Use a soft cloth or even a washcloth for spot cleaning. Wet a portion of the cloth and then clean the dirty area(s) of your hamster. Make sure the temperature in the room is warm, as this will help the hamster dry. Let them air dry fully. Feel the area you spot-cleaned to check that it’s dry. Once it is, put your hamster back in their cage or enclosure.
You can also get pet wipes like these to quickly and effectively do some spot cleaning as may be necessary.
How to Safely Bathe Your Hamster
There are some scenarios in which bathing your hamster is the only option. If your hamster got into poisonous substances, a bath is the safest choice considering the overall risk management.
A bath does not mean you fill your sink and toss your hamster in. Sure, most hamsters know how to swim, but they prefer not to. You can either bathe your hamster by wrapping them in a wet cloth or brushing them with a wet toothbrush.
If you use a wet cloth, then it’s important you rub the cloth over the hamster’s fur. This should dislodge any messes. A toothbrush allows you to target the areas you can see are dirty.
If you must bathe your hamster, the goal is to keep them as dry as you can. This preserves their natural protective oils. Water is all you need to clean them; never use dish soap, shampoo, or conditioner.
Just as important is drying your hamster. They must be fully dried before they go back in their cage. If they’re even damp, they could get sick and potentially die. You can either let your hamster air dry, as we mentioned before or use a dry cloth.
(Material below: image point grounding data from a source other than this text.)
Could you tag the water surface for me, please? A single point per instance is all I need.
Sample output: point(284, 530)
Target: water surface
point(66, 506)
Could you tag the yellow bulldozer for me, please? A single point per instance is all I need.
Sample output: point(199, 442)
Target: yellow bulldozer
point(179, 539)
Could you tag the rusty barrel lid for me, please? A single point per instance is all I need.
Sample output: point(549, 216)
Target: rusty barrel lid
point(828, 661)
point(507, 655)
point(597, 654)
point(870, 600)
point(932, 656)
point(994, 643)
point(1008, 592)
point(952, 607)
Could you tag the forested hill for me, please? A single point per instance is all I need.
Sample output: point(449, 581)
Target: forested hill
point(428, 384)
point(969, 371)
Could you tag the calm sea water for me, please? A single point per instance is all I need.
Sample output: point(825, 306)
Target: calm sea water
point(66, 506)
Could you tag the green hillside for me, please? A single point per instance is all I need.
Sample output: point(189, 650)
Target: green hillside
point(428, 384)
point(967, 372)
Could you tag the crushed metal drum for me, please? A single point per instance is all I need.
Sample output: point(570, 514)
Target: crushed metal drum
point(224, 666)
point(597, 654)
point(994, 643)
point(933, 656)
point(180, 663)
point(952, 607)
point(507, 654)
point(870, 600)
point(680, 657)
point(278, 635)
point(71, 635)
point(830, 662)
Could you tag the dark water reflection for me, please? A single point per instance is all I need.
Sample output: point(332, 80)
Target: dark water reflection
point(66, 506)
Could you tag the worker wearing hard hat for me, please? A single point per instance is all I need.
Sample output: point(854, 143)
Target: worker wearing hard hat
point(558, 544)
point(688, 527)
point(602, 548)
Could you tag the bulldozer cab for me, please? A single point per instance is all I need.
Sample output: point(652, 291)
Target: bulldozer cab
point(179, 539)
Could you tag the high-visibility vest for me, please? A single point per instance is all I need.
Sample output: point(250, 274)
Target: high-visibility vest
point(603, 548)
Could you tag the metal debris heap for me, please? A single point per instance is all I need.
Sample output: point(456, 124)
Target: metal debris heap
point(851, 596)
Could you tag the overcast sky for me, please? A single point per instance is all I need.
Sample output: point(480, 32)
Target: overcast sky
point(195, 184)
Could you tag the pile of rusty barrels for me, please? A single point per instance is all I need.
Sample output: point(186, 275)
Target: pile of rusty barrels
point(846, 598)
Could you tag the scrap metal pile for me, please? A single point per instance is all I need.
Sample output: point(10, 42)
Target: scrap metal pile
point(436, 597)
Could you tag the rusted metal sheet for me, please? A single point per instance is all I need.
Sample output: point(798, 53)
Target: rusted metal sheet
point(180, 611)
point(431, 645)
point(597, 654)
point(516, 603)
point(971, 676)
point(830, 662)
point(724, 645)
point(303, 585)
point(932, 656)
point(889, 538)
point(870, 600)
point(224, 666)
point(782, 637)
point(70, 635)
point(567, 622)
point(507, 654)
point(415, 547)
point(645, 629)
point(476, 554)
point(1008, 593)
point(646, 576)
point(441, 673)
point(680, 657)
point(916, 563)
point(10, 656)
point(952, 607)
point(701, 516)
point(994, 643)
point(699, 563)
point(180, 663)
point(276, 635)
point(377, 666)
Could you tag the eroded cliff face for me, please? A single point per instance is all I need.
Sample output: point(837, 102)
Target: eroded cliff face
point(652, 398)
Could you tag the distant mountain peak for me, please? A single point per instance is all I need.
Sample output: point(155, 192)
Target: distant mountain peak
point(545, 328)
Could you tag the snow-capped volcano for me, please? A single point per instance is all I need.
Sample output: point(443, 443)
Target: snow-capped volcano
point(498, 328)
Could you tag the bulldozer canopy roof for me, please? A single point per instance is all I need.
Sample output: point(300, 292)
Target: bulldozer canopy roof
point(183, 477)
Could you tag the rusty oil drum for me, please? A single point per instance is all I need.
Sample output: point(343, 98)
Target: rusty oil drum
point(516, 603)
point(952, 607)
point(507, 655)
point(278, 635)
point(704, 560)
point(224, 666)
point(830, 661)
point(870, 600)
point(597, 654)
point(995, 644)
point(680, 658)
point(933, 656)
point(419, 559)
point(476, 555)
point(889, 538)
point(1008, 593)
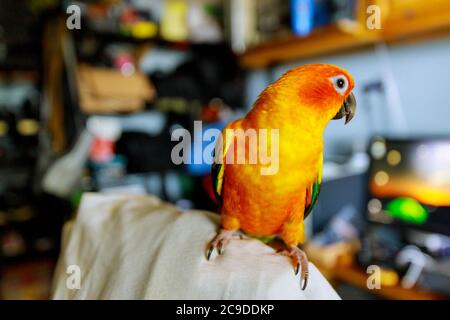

Never use a hair dryer or put them near a heater or other heat source!
How to Keep Your Hamster Clean
Your hamster will generally keep themselves clean, but you can help them in the following ways:
- Clean your hamster’s enclosure weekly. See our guide on how often to clean a hamster’s cage.
- Change out the litter every day.
- Always keep an eye on your hamster’s enclosure. If you’ve noticed they’ve made waste and are too close to it, you may opt to clean it up yourself.
- Keep toxic substances away from your hamster. These include gum, paint, nail polish, and certain foods (see the full list of foods to avoid here). This will reduce your need to bathe your hamster.
- Reduce handling unless necessary.
A Dry Hamster Is a Healthy Hamster!
While you can bathe your hamster in water, as we’ve mentioned, this is reserved for worst-case scenarios only. If your hamster has not gotten into toxic substances, then try a sand bath, brushing, trimming, or even spot cleaning first.
Above all else, don’t forget that your hamster knows how to keep themselves clean. Leaving your pet to their natural grooming process and keeping them dry is best for their health.